Promesse di Natale?
«Correre di nuovo sotto i 10” e fare il mio personale sui 200 metri che non disputo da Londra 2017 e dove ho un tempo di 20”34. Nel 2019 conto di doppiare, di fare due indoor, il mondiale di staffetta a Yokohama, perché al quartetto azzurro ci tengo, andiamo tutti nella stessa direzione e vogliamo farci perdonare la squalifica degli Europei, poi farò le gare di Diamond League e il campionato mondiale a Doha a fine settembre. Stagione lunga, insolita, ma sarà così per tutti».
A Berlino dopo i 100 sembrava abbattuto.
«È durata una notte la delusione. Volevo vincere una medaglia e non ci sono riuscito. È stata una batosta e una lezione: gli altri esistono e spesso sono migliori di te. Tra le novità della mia preparazione anche la visita a Morin, un biomeccanico di Nizza, che mi ha studiato e filmato. L’anno scorso mi aveva detto che distribuivo male il peso nella corsa, e infatti mi sono fatto male, abbiamo cercato di bilanciare lo sforzo».
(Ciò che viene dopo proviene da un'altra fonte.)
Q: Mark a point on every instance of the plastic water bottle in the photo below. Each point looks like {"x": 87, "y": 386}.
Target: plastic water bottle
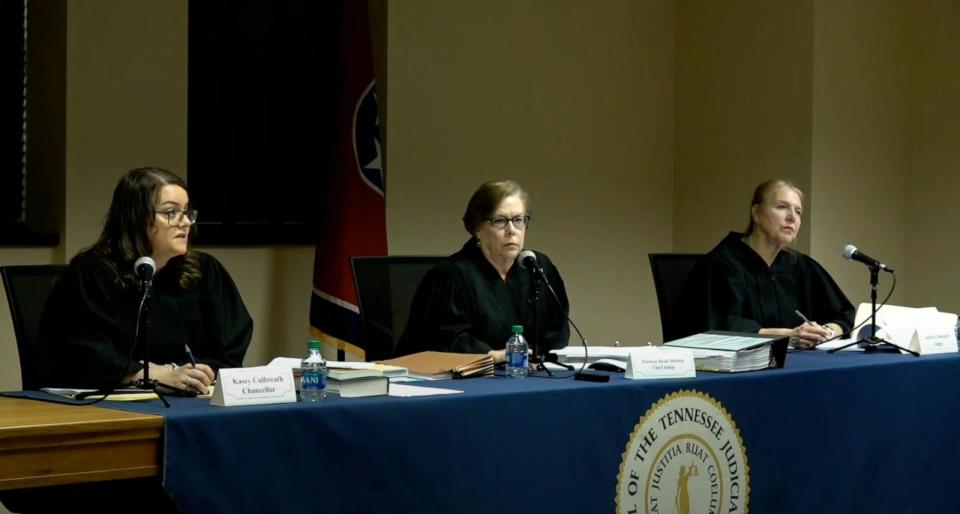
{"x": 313, "y": 374}
{"x": 517, "y": 354}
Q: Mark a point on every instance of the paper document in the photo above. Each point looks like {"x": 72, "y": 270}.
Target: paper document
{"x": 120, "y": 395}
{"x": 407, "y": 390}
{"x": 706, "y": 341}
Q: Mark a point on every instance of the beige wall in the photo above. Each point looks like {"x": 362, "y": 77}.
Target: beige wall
{"x": 574, "y": 100}
{"x": 933, "y": 216}
{"x": 637, "y": 127}
{"x": 742, "y": 111}
{"x": 861, "y": 141}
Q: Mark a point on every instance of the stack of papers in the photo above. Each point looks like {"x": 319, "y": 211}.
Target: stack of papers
{"x": 730, "y": 352}
{"x": 369, "y": 368}
{"x": 444, "y": 365}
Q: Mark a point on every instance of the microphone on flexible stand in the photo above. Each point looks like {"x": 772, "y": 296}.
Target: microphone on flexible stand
{"x": 145, "y": 267}
{"x": 850, "y": 252}
{"x": 873, "y": 342}
{"x": 528, "y": 261}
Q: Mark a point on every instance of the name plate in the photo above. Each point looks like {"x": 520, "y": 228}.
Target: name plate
{"x": 254, "y": 386}
{"x": 652, "y": 362}
{"x": 931, "y": 340}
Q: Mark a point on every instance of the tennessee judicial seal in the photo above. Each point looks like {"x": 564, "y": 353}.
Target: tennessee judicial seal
{"x": 685, "y": 456}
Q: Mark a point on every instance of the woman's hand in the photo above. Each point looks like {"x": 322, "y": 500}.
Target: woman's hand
{"x": 191, "y": 378}
{"x": 804, "y": 336}
{"x": 809, "y": 334}
{"x": 187, "y": 378}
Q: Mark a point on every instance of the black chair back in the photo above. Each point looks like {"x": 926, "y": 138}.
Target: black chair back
{"x": 670, "y": 274}
{"x": 27, "y": 288}
{"x": 385, "y": 289}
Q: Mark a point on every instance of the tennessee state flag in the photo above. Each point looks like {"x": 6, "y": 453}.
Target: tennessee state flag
{"x": 353, "y": 209}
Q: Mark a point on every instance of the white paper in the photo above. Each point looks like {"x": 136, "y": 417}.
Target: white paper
{"x": 407, "y": 390}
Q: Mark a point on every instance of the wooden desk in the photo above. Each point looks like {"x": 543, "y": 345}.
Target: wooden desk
{"x": 43, "y": 444}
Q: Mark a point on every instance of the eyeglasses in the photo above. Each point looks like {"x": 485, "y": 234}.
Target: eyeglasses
{"x": 175, "y": 217}
{"x": 500, "y": 222}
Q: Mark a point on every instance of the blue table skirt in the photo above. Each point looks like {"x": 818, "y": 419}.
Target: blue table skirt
{"x": 844, "y": 433}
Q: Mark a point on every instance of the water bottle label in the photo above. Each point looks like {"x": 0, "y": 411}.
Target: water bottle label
{"x": 517, "y": 359}
{"x": 313, "y": 380}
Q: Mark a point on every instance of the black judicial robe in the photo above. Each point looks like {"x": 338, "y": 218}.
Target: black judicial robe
{"x": 89, "y": 322}
{"x": 462, "y": 305}
{"x": 734, "y": 289}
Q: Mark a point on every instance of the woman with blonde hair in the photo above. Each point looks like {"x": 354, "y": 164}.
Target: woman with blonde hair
{"x": 755, "y": 282}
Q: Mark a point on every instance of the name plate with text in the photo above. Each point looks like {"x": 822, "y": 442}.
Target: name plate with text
{"x": 931, "y": 340}
{"x": 652, "y": 362}
{"x": 254, "y": 386}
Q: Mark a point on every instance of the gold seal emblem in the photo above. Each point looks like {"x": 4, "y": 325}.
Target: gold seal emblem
{"x": 685, "y": 456}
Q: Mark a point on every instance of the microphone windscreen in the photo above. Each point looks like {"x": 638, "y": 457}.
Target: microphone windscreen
{"x": 848, "y": 251}
{"x": 145, "y": 267}
{"x": 528, "y": 260}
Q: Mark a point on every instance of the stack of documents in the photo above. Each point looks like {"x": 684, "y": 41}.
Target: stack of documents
{"x": 357, "y": 383}
{"x": 443, "y": 365}
{"x": 369, "y": 369}
{"x": 732, "y": 352}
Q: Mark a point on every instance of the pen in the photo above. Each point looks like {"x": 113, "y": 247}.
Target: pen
{"x": 193, "y": 362}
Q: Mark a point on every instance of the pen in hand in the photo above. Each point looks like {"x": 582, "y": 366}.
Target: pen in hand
{"x": 193, "y": 362}
{"x": 804, "y": 318}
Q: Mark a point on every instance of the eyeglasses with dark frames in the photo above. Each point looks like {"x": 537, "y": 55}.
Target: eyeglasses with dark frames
{"x": 175, "y": 217}
{"x": 518, "y": 222}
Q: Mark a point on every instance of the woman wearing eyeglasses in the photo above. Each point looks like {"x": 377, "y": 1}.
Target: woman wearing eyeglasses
{"x": 469, "y": 303}
{"x": 90, "y": 318}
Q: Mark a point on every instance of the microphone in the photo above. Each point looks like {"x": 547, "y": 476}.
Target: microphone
{"x": 528, "y": 261}
{"x": 145, "y": 267}
{"x": 850, "y": 252}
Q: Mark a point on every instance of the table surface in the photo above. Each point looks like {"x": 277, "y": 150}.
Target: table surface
{"x": 43, "y": 444}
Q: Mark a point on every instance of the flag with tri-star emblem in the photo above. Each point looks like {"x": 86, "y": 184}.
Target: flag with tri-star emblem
{"x": 353, "y": 211}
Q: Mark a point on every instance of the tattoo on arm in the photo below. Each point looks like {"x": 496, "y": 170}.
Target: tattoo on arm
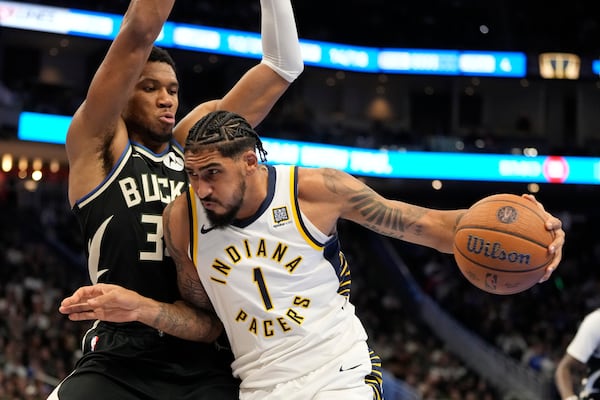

Regali da fare e da ricevere?
«Per quelli sono un disastro. Con mia zia ho un accordo: ogni Natale da lei ricevo una maglia della Juve, di cui sono tifoso. Ma quella di Ronaldo ce l’ho già, mi manca quella di Pjanic. Io a qualcuno, ma non dico chi, vorrei regalare un weekend in una città europea. Credo nel viaggio, nell’idea che si può conoscere altro».
Serate in discoteca?
«Poche, non sono tipo. Ma sono stato al Piper di Roma, ci tenevo perché è stato il luogo che ha lanciato Patty Pravo, la mia cantante preferita. Prevengo la domanda: ho molte amiche, ma fidanzate zero. Per ora non sono in programma».
Lei ha 20 anni.
«E allora? Vado pazzo per Paolo Conte, per Lucio Battisti, ho fatto notte seguendo in tv lui e Mina, che come diceva Sinatra se solo fosse andata in America sarebbe diventata la più grande anche lì. E presto andrò a vedere “Bohemian Rhapsody”, il film sui Queen, gruppo che ho sempre amato. Anzi un suggerimento alla tv: se fate un servizio su di me, mettetemi in sottofondo Freddie Mercury. I suoi crescendo musicali sono leggendari».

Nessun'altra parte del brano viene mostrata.